2 thoughts on “COVID19 update, September 16, 2020: Paracelsus says “the poison is in the dose” edition

  1. men: blue; women: red

    The chart is in green and blue; a bing translate gives “נשים” for women, ladies, female, so that’d be the left, or green, with the big “if” for my being terrible at not-used-in-English letters.

  2. I hadn’t heard of an 80% asymptomatic rate, and my immediate thought was that it might be an issue of testing– if it was later on, didn’t the tests get more accurate?

    Here’s the study I found, I think it’s the same ship:
    We describe what we believe is the first instance of complete COVID-19 testing of all passengers and crew on an isolated cruise ship during the current COVID-19 pandemic. Of the 217 passengers and crew on board, 128 tested positive for COVID-19 on reverse transcription–PCR (59%). Of the COVID-19-positive patients, 19% (24) were symptomatic; 6.2% (8) required medical evacuation; 3.1% (4) were intubated and ventilated; and the mortality was 0.8% (1). The majority of COVID-19-positive patients were asymptomatic (81%, 104 patients). We conclude that the prevalence of COVID-19 on affected cruise ships is likely to be significantly underestimated, and strategies are needed to assess and monitor all passengers to prevent community transmission after disembarkation.

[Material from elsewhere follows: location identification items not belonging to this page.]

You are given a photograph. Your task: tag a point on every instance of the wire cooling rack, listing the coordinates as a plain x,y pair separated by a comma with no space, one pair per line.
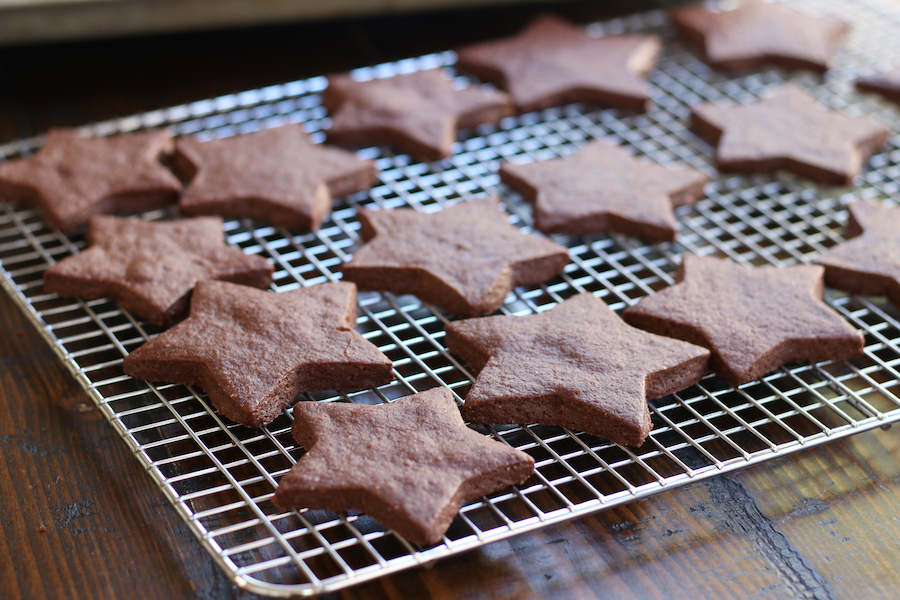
220,477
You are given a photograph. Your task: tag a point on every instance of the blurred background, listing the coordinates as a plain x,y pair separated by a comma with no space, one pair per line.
71,62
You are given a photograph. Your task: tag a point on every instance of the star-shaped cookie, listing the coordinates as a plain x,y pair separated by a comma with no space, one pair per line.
886,84
753,320
604,188
760,32
578,365
868,264
553,62
789,130
275,175
253,352
463,259
418,112
410,464
151,268
73,177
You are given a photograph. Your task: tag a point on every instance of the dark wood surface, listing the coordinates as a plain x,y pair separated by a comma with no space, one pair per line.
80,519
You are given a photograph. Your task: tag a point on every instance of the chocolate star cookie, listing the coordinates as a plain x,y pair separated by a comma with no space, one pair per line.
463,259
275,175
886,84
753,320
759,32
789,130
410,464
869,264
418,113
254,351
73,177
151,268
578,365
553,62
603,188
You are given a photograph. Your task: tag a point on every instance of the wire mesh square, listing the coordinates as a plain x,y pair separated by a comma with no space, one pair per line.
220,476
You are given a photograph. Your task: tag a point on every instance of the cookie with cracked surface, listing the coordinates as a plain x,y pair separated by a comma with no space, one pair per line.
463,259
753,320
275,175
553,62
578,365
603,188
418,113
410,464
73,177
756,33
789,130
253,352
869,263
151,267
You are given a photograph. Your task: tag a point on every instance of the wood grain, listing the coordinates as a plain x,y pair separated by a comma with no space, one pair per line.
819,524
822,523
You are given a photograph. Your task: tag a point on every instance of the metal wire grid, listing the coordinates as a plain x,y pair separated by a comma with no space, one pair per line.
220,477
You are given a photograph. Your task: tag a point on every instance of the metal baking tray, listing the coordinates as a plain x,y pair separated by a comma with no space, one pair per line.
220,477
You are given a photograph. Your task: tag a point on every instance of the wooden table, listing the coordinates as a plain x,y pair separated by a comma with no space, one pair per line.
80,519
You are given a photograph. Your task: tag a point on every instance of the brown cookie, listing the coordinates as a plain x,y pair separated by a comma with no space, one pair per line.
553,62
753,320
409,464
757,32
578,365
886,84
151,268
789,130
604,188
869,264
253,352
463,259
73,177
418,113
275,175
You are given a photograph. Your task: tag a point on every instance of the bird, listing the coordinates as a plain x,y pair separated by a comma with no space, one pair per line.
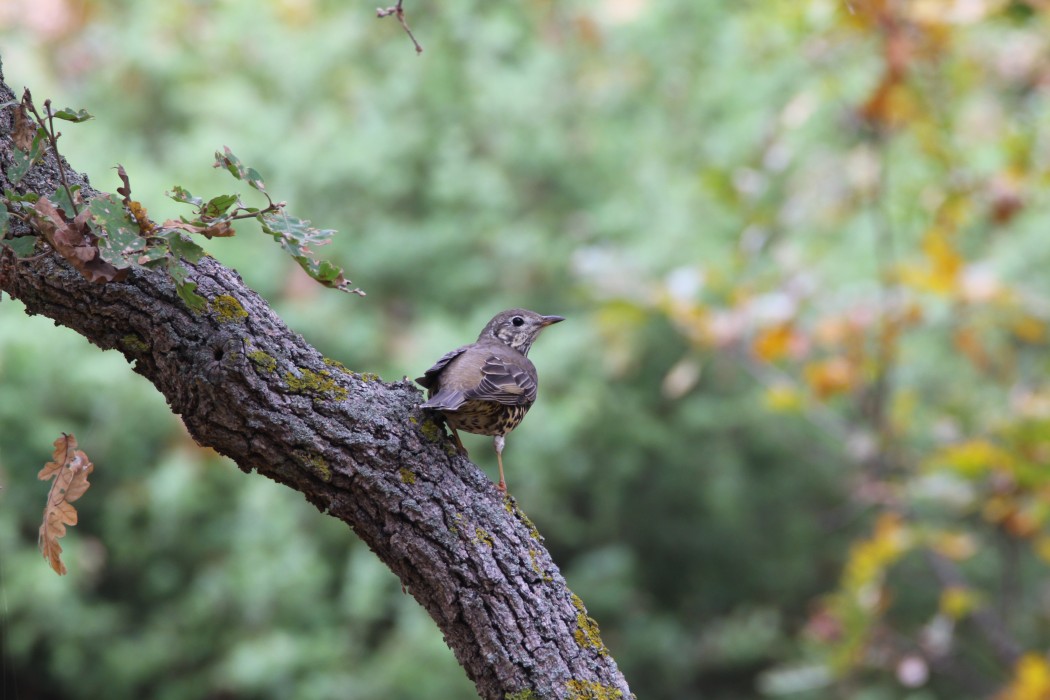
486,387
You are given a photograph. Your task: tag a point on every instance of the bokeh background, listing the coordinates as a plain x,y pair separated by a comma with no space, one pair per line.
792,441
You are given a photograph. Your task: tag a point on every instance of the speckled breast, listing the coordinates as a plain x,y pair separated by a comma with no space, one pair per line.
486,418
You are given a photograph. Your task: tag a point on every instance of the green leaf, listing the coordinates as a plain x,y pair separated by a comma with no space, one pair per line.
295,235
24,161
120,242
217,206
23,246
296,231
28,197
72,114
180,193
61,199
185,288
227,160
183,247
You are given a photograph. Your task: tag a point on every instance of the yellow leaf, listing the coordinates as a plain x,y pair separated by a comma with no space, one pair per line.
1029,329
944,260
773,343
956,546
782,398
1042,546
1031,679
972,458
957,601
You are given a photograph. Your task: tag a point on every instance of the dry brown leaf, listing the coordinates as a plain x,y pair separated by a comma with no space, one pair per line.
69,467
221,230
24,129
74,241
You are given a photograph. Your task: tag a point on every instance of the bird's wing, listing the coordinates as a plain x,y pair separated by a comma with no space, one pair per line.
504,381
431,375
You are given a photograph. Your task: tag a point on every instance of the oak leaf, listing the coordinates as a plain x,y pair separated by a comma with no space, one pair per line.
69,468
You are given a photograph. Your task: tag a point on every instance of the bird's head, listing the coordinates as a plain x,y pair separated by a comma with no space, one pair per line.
517,327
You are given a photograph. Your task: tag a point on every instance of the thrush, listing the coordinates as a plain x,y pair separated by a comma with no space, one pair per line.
486,387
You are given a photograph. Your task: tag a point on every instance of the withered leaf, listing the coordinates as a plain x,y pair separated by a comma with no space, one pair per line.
72,242
69,468
24,129
124,191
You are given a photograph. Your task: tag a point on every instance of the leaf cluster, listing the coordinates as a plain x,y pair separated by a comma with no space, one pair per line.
108,236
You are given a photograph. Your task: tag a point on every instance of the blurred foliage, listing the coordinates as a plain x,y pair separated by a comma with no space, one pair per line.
793,441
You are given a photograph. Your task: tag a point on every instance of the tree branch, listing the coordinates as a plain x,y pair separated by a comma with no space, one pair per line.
358,448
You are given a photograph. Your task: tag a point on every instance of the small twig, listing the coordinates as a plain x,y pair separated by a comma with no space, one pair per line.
53,140
398,12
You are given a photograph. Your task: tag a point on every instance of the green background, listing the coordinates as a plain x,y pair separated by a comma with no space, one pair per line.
597,161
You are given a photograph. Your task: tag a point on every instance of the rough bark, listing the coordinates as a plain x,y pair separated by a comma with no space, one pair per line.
357,447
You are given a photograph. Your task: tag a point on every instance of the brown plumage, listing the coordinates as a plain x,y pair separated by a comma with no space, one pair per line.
486,387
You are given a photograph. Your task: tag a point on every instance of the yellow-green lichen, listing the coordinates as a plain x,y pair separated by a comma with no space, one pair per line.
482,537
336,364
317,384
522,695
264,361
317,464
587,633
227,310
133,343
511,507
589,690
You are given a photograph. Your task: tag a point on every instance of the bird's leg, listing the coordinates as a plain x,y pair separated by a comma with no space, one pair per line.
498,441
459,443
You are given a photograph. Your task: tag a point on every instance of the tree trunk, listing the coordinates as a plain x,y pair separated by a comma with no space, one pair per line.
357,447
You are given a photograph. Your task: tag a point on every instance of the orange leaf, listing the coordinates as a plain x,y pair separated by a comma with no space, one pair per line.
69,468
773,343
831,377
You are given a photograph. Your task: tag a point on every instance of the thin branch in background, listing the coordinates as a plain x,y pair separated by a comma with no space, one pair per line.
877,409
398,12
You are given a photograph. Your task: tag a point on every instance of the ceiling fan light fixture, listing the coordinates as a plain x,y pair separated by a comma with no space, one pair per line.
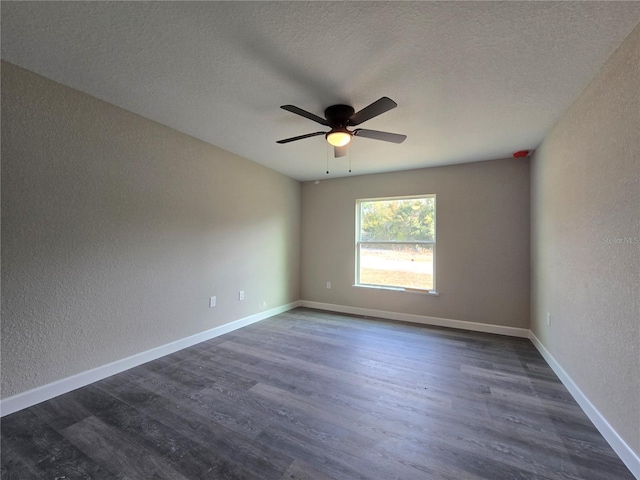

    First thing I noticed was a MUCH higher infection rate than the Princess, having nearly 59% positive and 19% with symptoms while Diamond Princess had a total infection rate of 17%, 8% symptomatic.

    13 dead from Diamond Princess, so of those on board it’s 0.35% death rate. One death for the other ship, so .46%; complicating factors being that they’re different styles of cruises, and that folks with delicate health were likely to be staying home, and that the latter one is less than a tenth the size of the former.

    Also, the described procedure for the in the footsteps of Ernest Shackleton cruise sounds more like an attempt at medical isolation than universal masking:
    The first recorded fever on board the ship was a febrile passenger on day 8. Isolation protocols were immediately commenced, with all passengers confined to cabins and surgical masks issued to all. Full personal protective equipment was used for any contact with any febrile patients, and N95 masks were worn for any contact with passengers in their cabins. The crew still performed duties, including meal services to the cabin doors three times a day, but rooms were not serviced. Expedition staff helped with crew duties at meal service.